19 de agosto: Pollara ordenou o pagamento antecipado de R$ 5 milhões à associação privada, ainda que tenha sido fixado que o convênio teria o prazo de vigência de 12 meses. Nesse mesmo dia, a SMS transferiu o valor para a conta da associação privada.
20 de agosto: Foi repassado à associação privada, por ordem de Wilson Modesto Pollara, mais R$ 3,2 milhões;
22 de agosto: Foi repassado mais R$ 1,7 milhão à associação, totalizando os R$ 10 milhões.
Após a transferência, segundo a Polícia Civil, o presidente da associação que recebeu os R$ 10 milhões antecipados teria se apropriado de mais de R$ 2,6 milhões por meio de transferências para uma conta bancária de mesma titularidade da associação, mas que era diferente da que foi criada para a movimentação dos recursos do convênio.
Além disso, a investigação disse que ele teria desviado R$ 6,4 milhões para uma terceira empresa, que supostamente seria fornecedora de materiais hospitalares. A polícia detalhou que, ao receber o valor da associação, a sócia-administradora da empresa teria transferido parte desses valores para sua conta pessoal e iniciado uma sequência de transferência de saques de valores em espécie que ultrapassaram R$ 1 milhão. Ainda não se sabe qual foi o destino final desse dinheiro, de acordo com a operação. No entanto, foi explicado que há indícios de que parte desses valores possam ter retornado aos demais.
Crise na Saúde
O MP-GO ressaltou que paralelo ao suposto esquema na Secretaria, a rede pública de Saúde de Goiânia enfrenta uma crise de assistência hospitalar, com restrição ao acesso a leitos de enfermaria e Unidade de Terapia Intensivas (UTIs). Além do descumprimento pela prefeitura de decisões judiciais. No último mês de novembro, pelo menos cinco pessoas morreram à espera de leitos de UTI em Goiânia. As vítimas são Severino Santos, Katiane Silva, Janaína de Jesus, Luiz Felipe Figueiredo da Silva e João Batista Ferreira. As famílias contaram que procuraram auxílio do MP-GO e da Justiça para conseguir atendimento, mas o serviço de saúde pública não chegou a tempo.
Prisão de secretário
O então secretário de Saúde de Goiânia, Wilson Pollara, foi preso em 27 de novembro deste ano, em uma operação do Ministério Público de Goiás (MP-GO). Segundo os promotores, o secretário executivo, Quesede Ayres Henrique, e o diretor financeiro da Secretária Municipal de Saúde de Goiânia, Bruno Vianna Primo, também foram presos durante o cumprimento de três mandados de prisão temporária e oito de busca e apreensão. A ação investigava pagamentos irregulares em contratos administrativos e supostas associações criminosas na pasta. Sobre a prisão, a defesa de Pollara informou na época que iria se manifestar formalmente após ter acesso ao processo (leia a nota na íntegra ao final do texto). Wilson e os demais investigados foram soltos no último dia 7 de dezembro.

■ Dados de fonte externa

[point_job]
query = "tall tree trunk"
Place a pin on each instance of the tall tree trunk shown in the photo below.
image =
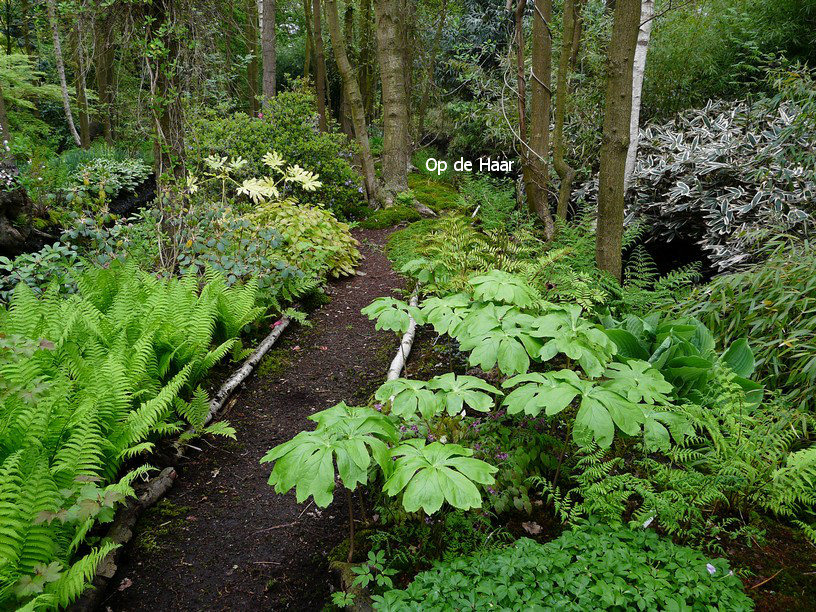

Nota da defesa de Wilson Pollara
A defesa de Wilson Modesto Pollara informa que ainda não obteve acesso aos autos e que, tão logo esteja de posse dos elementos informativos referentes à operação deflagrada pelo Ministério Público de Goiás (MP-GO), emitirá um posicionamento formal e fundamentado. Diante do histórico de Pollara, que registra mais de cinco décadas de exercício da medicina e de cargos públicos na área de saúde sem máculas, marcadas por notória contribuição técnica, social e acadêmica, a defesa reafirma seu compromisso com a verdade e com o pleno respeito ao contraditório e ao devido processo legal, certa de que a inocência de seu cliente será devidamente reconhecida no curso das apurações.